1 Introduction

Berberine is an isoquinoline alkaloid present in many Berberidaceae plants, and its hydrochloride possess broad spectrum of anti-microbial effect for the treatment of intestinal infection and diarrhea in extensive clinical application (Taylor and Baird 1995). It is considered to be the major bioactive component of various traditional Chinese medicines, such as Coptis Chinensis Franch and Cortex Phellodendri Chinensis (Zhang et al. 2010). In recent years, many studies have also confirmed its anti-diabetes, anti-tumor and anti-arrhythmia effect (Sanchez-Chapula 1996; Iizuka et al. 2000; Chen and Chang 1995), and clinical trials are being conducted to evaluate its potential ability to different human diseases.
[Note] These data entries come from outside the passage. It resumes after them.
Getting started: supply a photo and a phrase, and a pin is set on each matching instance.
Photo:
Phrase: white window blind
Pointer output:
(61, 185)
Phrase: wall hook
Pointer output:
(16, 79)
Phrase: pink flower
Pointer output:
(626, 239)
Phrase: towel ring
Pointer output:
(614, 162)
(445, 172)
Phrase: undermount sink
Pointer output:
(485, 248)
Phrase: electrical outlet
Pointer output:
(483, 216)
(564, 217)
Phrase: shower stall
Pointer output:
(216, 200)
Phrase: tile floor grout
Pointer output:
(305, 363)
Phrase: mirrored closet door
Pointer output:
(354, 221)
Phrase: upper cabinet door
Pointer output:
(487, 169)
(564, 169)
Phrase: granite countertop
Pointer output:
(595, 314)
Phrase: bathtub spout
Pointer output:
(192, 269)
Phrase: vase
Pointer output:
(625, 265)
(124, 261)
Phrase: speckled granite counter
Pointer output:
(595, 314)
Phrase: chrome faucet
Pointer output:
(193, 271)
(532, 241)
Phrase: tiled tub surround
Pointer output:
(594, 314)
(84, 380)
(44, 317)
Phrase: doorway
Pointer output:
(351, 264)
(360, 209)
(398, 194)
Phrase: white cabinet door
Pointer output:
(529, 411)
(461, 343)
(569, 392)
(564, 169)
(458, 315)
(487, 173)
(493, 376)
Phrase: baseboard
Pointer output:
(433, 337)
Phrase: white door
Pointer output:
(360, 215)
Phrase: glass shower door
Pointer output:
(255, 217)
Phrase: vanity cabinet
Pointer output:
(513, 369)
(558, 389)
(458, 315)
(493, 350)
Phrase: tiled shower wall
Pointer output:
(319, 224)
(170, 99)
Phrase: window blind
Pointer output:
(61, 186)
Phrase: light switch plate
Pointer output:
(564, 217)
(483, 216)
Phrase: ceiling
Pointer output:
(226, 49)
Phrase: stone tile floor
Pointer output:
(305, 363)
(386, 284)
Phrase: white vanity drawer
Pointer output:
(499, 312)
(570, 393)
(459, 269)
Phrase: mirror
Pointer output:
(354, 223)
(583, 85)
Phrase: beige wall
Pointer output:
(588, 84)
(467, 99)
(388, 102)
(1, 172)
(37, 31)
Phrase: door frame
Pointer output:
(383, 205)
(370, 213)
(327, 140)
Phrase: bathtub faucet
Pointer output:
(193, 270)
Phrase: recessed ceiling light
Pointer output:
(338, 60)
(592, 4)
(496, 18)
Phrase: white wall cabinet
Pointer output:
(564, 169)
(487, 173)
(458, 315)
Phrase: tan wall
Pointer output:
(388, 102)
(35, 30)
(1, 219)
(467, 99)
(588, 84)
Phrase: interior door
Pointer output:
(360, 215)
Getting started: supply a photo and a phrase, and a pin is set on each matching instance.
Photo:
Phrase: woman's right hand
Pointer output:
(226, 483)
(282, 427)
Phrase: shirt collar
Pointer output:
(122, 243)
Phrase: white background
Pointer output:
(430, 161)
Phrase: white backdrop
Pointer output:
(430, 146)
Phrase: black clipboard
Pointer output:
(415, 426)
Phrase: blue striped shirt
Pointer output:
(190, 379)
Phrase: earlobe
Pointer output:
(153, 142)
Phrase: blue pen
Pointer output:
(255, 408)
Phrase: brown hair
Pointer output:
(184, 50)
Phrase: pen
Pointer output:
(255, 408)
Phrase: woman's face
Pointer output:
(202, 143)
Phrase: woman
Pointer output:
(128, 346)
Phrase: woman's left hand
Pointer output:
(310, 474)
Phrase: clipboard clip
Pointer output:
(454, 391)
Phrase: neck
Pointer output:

The metabolism and pharmacokinetics of berberine have been studied using HPLC with ultraviolet or mass spectrometry detectors, and the former proved to be a very efficient method. Berberine was detected at a very low concentration in serum after oral administration, and P-glycoprotein (P-gp) was considered as the major factor to its low bioavailability in vivo. In-vitro Caco-2 cell model indicated that the intestinal absorption of berberine might reduced by P-gp through drug efflux function (Feng et al. 2006). However, in vitro models could not comprehensively exhibit the absorption ability of berberine, the study of blood concentration could provide more reliable details for pharmacokinetic characteristics of drug, especially the in vivo study of portal-vein model, which could elucidate the absorption kinetics of drug through intestinal absorption path.

Moreover, it is reported that P-gp inhibitor such as verapamil could enhance the intestinal absorption of drug by depressing the P-gp level (Wu et al. 2011). Borneol, which belongs to a traditional Chinese medicine, was also considered as a potential P-gp inhibitor, and intestinal perfusion study (in situ) indicated that borneol could improve the intestinal absorption of berberine in rat (Chen and Wang. 2003).

The effect of P-gp inhibitor was highly critical to absorption of low bioavailability drug such as berberine, and the improvement of verapamil and borneol to its absorption remains unclear on pharmacokinetic level. This paper aims to investigate the portal-vein absorption kinetics of berberine and the effect of verapamil and borneol to its absorption ability in vivo. Moreover, a fully validated UHPLC method for detecting berberine in blood sample and a portal-vein absorption kinetics model for pharmacokinetic studies were also established.

2 Materials and methods

2.1 Chemicals and reagents

Berberine, borneol, verapamil and nitidine chloride were purchased from National Institutes for Food and Drug Control. Sodium dodecyl sulfate, potassium dihydrogen phosphate and sodium carboxymethyl cellulose (CMC-Na) were purchased from Beijing Chemical Corporation (Beijing, China). HPLC grade acetonitrile was used for UHPLC analysis. De-ionized water was purified by a Milli-Q system (Millipore, Bedford, MA, USA). All the reagents were of analytical grade. The chemical structures of berberine, verapamil and nitidine chloride were shown in Fig. 1.

Fig. 1
figure 1

Chemical structures of berberine, verapamil and nitidine chloride (I.S)

2.2 Animal

Male and female Sprague–Dawley rats of SPF grade were obtained from Laboratory Animal Center of Sichuan Health Science Academy (Certificate No. SCXK 2004-6). The rats were housed in an animal room in a controlled condition (22–24 °C) with free access to food and de-ionized water. All animal treatments were in accordance with the National Institutes of Health Guide to the Care and Use of Laboratory Animals. The experiments were carried out under the approval of Experiment Administration Committee of Sichuan Health Science Academy.

2.3 Drug administration

Berberine, verapamil and borneol were dissolved in 0.5 % CMC-Na solution, respectively, and the final concentration was 2.8 mg/mL for Berberine hydrochloride, 5.0 mg/mL for verapamil hydrochloride and 1.5 mg/mL for borneol.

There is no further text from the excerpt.